The actual question at hand, though, is actually a well-known math problem, modeled on the basic logic outlined above. It’s called the Galton-Watson process. The other examples given for recent, numerous names include Thailand (from 1920), Japan (from the Meiji Restoration), the Netherlands (from Napoleonic era). These countries have tens of thousands of family names. Other examples of old names where there are few variants include China and Vietnam. Vietnam is particularly striking because one name (Nguyen) absolutely dominates (40% of the population), and 60% of the population has one of the three most popular family names. Wikipedia says there are only approximately 100 Vietnamese last names (Korea has ~280). One article that Wikipedia cites says there are ~ 3,100 names currently in use in China , but we have records of ~12,000 being used historically for another place with a long history of family names (the top 200 names cover about 96% of the population). I’m no expert in China, but Chinese family names were in use at least among the elites at least by the Han Dynasty (206 BCE – 220 CE), quite possibly some emerged earlier. I’m not sure at what point everyone had a family name. European family names, on the other hand, only emerge in the last 500 or so years. Which is to say, we have mathematical (the Galton-Watson process), statistical (the cross-national association), and historical (the evidence we have of extinctions of specific surnames) demonstrations that yes, just as you supposed, surnames go extinct overtime.

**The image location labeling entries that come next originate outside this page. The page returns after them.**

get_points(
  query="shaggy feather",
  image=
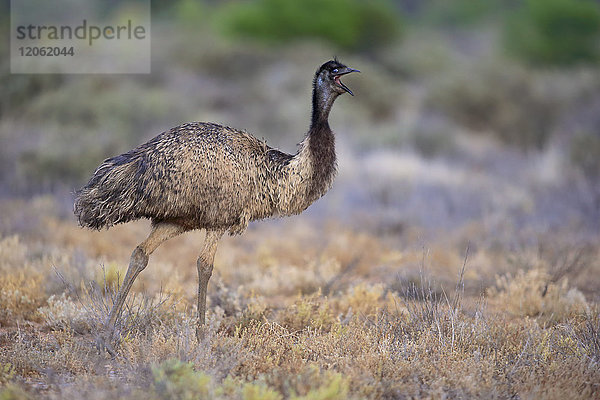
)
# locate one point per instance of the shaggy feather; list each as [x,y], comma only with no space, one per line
[202,175]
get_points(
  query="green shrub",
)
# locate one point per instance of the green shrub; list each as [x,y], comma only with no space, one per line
[460,12]
[348,24]
[174,379]
[554,32]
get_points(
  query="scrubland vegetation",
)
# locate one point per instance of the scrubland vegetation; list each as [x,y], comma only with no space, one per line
[457,256]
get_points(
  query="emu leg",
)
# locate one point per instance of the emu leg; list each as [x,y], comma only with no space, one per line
[205,267]
[139,260]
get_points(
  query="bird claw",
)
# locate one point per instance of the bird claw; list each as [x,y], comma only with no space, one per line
[104,344]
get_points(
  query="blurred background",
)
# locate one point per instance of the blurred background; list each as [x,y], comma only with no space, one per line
[466,113]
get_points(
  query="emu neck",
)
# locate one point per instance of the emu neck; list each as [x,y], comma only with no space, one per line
[321,106]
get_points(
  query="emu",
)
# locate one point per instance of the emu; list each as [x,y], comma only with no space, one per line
[207,176]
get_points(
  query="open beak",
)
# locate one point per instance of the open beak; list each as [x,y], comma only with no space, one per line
[344,71]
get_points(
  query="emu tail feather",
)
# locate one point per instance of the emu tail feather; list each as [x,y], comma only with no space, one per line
[109,197]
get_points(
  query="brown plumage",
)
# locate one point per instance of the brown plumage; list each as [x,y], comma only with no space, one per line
[207,176]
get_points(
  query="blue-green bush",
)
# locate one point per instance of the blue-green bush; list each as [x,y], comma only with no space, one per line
[555,32]
[347,24]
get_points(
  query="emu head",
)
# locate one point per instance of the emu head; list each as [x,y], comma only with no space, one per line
[327,79]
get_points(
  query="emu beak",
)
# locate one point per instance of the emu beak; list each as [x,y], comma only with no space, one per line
[344,71]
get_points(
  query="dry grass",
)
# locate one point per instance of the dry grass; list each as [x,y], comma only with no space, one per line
[315,313]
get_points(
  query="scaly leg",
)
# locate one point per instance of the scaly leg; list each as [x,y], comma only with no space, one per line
[205,267]
[139,260]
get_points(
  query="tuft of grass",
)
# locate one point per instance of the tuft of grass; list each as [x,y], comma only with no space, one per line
[554,32]
[533,294]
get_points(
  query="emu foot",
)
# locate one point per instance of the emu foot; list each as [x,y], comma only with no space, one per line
[201,332]
[104,343]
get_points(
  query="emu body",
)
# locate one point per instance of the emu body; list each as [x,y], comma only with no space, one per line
[207,176]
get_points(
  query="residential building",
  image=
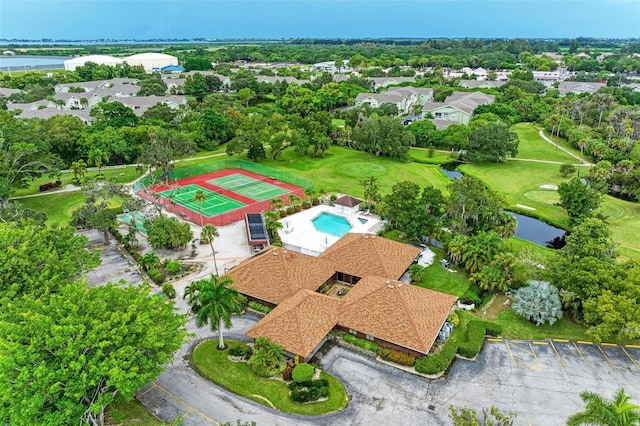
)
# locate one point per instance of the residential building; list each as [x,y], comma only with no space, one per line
[376,306]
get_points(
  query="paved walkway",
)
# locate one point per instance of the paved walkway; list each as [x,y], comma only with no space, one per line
[580,159]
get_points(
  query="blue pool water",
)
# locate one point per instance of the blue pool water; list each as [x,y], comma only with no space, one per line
[331,224]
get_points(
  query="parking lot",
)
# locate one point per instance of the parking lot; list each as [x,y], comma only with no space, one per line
[540,380]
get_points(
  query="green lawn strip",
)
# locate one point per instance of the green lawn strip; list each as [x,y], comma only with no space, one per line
[239,378]
[534,147]
[519,182]
[342,169]
[516,327]
[59,206]
[121,175]
[421,155]
[131,412]
[437,278]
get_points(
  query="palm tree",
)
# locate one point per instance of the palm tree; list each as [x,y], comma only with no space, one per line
[149,261]
[79,169]
[209,232]
[200,197]
[601,411]
[213,301]
[97,157]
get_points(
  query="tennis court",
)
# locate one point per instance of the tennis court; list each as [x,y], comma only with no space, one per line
[249,187]
[134,217]
[214,204]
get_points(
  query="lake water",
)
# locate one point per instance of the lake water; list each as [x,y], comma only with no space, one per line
[528,228]
[22,63]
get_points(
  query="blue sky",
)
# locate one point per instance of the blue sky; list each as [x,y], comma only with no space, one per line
[92,19]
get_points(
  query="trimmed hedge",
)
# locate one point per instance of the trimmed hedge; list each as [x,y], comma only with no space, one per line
[257,306]
[397,357]
[303,372]
[361,343]
[439,362]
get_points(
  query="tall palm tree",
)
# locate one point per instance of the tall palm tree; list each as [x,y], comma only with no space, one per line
[209,232]
[79,169]
[601,411]
[97,157]
[213,301]
[200,197]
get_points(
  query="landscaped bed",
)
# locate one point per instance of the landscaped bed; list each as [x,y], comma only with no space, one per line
[239,378]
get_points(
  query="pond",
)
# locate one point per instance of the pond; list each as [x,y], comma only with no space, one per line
[530,229]
[535,230]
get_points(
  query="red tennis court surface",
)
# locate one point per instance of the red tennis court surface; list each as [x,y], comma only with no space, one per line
[222,205]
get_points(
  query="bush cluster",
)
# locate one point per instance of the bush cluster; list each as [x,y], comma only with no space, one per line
[361,343]
[156,276]
[168,290]
[439,362]
[303,372]
[397,357]
[172,266]
[241,351]
[309,391]
[257,306]
[49,185]
[475,338]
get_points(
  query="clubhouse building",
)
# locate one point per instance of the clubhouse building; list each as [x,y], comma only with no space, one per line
[353,287]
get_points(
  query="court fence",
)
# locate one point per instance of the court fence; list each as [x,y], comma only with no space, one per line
[142,188]
[230,163]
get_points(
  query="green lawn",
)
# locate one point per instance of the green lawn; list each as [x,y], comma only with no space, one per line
[421,155]
[534,147]
[519,182]
[128,413]
[121,175]
[239,378]
[437,278]
[58,206]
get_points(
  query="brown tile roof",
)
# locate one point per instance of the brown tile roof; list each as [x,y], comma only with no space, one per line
[276,274]
[399,313]
[367,254]
[299,323]
[348,200]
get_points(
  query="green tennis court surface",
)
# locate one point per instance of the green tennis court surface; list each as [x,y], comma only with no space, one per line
[249,187]
[215,204]
[136,217]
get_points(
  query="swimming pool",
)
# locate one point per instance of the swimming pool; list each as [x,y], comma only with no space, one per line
[331,224]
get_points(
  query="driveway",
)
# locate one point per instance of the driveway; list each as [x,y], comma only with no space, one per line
[540,380]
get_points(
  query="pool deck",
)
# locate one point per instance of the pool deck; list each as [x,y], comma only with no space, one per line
[299,234]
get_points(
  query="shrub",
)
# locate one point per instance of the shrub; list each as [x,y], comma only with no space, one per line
[172,266]
[257,306]
[475,338]
[361,343]
[492,329]
[439,362]
[49,185]
[169,290]
[453,319]
[156,276]
[303,373]
[242,351]
[397,357]
[287,373]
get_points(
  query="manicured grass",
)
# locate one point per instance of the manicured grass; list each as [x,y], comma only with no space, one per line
[519,182]
[516,327]
[421,155]
[437,278]
[534,147]
[239,378]
[121,175]
[342,169]
[128,413]
[59,206]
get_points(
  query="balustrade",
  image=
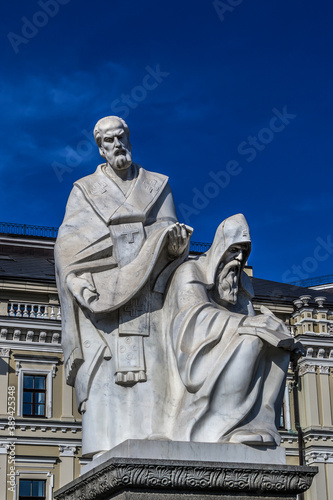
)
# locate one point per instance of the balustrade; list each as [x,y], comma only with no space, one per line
[33,310]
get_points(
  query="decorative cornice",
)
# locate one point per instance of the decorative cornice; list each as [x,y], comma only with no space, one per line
[67,451]
[307,368]
[4,352]
[194,477]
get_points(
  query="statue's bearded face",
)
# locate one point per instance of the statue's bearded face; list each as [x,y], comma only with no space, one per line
[228,274]
[115,148]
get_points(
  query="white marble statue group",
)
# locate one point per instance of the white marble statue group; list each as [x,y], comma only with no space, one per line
[157,344]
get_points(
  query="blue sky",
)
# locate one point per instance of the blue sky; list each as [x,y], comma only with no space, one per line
[232,100]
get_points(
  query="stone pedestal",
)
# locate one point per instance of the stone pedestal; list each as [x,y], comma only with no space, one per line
[124,478]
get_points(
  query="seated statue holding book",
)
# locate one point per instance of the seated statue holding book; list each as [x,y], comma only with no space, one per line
[227,365]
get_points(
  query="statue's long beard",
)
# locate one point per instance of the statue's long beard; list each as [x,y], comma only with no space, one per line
[122,161]
[228,283]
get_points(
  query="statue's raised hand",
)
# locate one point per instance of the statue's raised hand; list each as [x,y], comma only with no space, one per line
[179,236]
[83,288]
[266,320]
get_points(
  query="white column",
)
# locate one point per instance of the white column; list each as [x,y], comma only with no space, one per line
[4,365]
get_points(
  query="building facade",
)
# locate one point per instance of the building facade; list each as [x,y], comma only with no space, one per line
[40,427]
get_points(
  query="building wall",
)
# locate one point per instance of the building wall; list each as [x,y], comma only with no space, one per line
[49,448]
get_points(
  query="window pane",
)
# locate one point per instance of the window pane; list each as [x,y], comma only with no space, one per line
[25,487]
[27,397]
[27,409]
[40,409]
[39,382]
[40,397]
[38,488]
[28,382]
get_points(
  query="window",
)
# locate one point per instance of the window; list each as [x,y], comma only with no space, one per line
[32,489]
[34,395]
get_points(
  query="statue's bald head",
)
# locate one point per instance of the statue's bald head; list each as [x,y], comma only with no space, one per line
[107,123]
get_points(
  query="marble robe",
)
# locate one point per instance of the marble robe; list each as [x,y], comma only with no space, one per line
[221,382]
[112,353]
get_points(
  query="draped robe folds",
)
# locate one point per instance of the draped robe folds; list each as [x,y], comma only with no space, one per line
[113,352]
[220,382]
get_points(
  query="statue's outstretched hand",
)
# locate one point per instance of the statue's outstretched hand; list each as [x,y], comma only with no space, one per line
[82,288]
[179,236]
[266,320]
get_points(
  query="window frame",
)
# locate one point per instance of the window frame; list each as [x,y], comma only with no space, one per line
[48,394]
[34,391]
[31,497]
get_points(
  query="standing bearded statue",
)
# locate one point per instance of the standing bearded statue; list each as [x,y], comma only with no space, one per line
[116,248]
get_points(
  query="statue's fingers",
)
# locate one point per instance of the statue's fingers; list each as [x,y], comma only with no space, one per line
[184,232]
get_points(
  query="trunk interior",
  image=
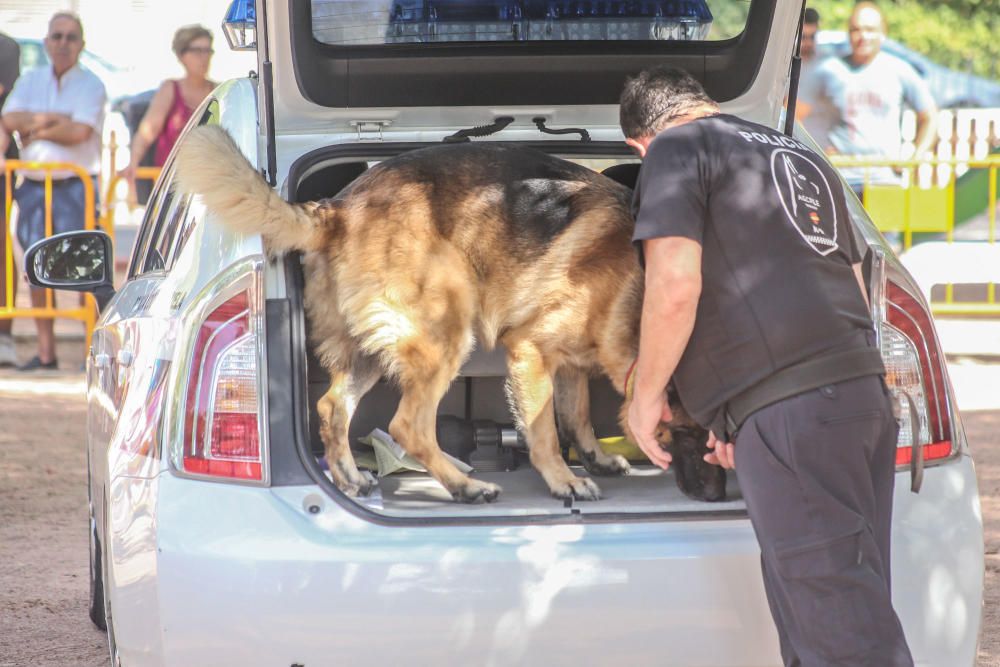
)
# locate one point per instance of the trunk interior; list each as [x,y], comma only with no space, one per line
[475,425]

I found some pieces with British surnames that have recently gone extinct recently or are quite close to doing so. Apparently, the way the UK census is reported, it’s relatively easy to keep track of these things. Sources: My Heritage blog, Telegraph, Daily Mail. Some of these rare and extinct names might only be so in the UK, but may well still exist in places with a lot of British immigration, like the United State or Australia. Some of the lose popularity not just from entirely natural processes, but people changing archaic spellings and names with strange associations (like Puscat or Bythesea), or ones that lead to confusion (like William, rather than Williams). I believe the names recorded as “extinct” actually just have fewer than five people carrying them in the UK (and for privacy reasons are then left out of the data).
Extinct in the UK: Bread, MacCaa, Spinster, Pussett, Puscat, Pussmaid, Bythesea, Bytheseashore, Foothead, Bythewood, Pauncefoot, Mackmain, De Rippe, Chips, Hatman, Temples, Raynott, Woodbead, Nithercott, Rummage, Southwark, Harred, Jarsdel.
Rare or threatened: Sallow, Fernsby, Villin, Villan, Miracle, Dankworth, Relish, MacQuoid, Loughty, Birdwhistle, Berrycloth, Culpepper, Tumbler (lol) (all under 20 individuals), Mirren, Nighy, Bonneville, Febland, Grader, Pober, Gruger, Carla, Fernard, Portendorfer (under 50), Ajax, Edevane, Gastrell, Slora, (all under 200), Rowbree, Doogood.
The Daily Mail notes that 200,000 surnames that were on the 1901 census of England and Wales were not on the 2001 census of England and Wales. Some of that is people with rare names (especially foreign ones) leaving the area (some perhaps just going as far as Scotland or Ireland); some of that is names dying off naturally as discussed; some of that is people changing their names. The article notes that Helen Mirren’s father, for example, was born “Mironoff” before changing it in the 1950’s.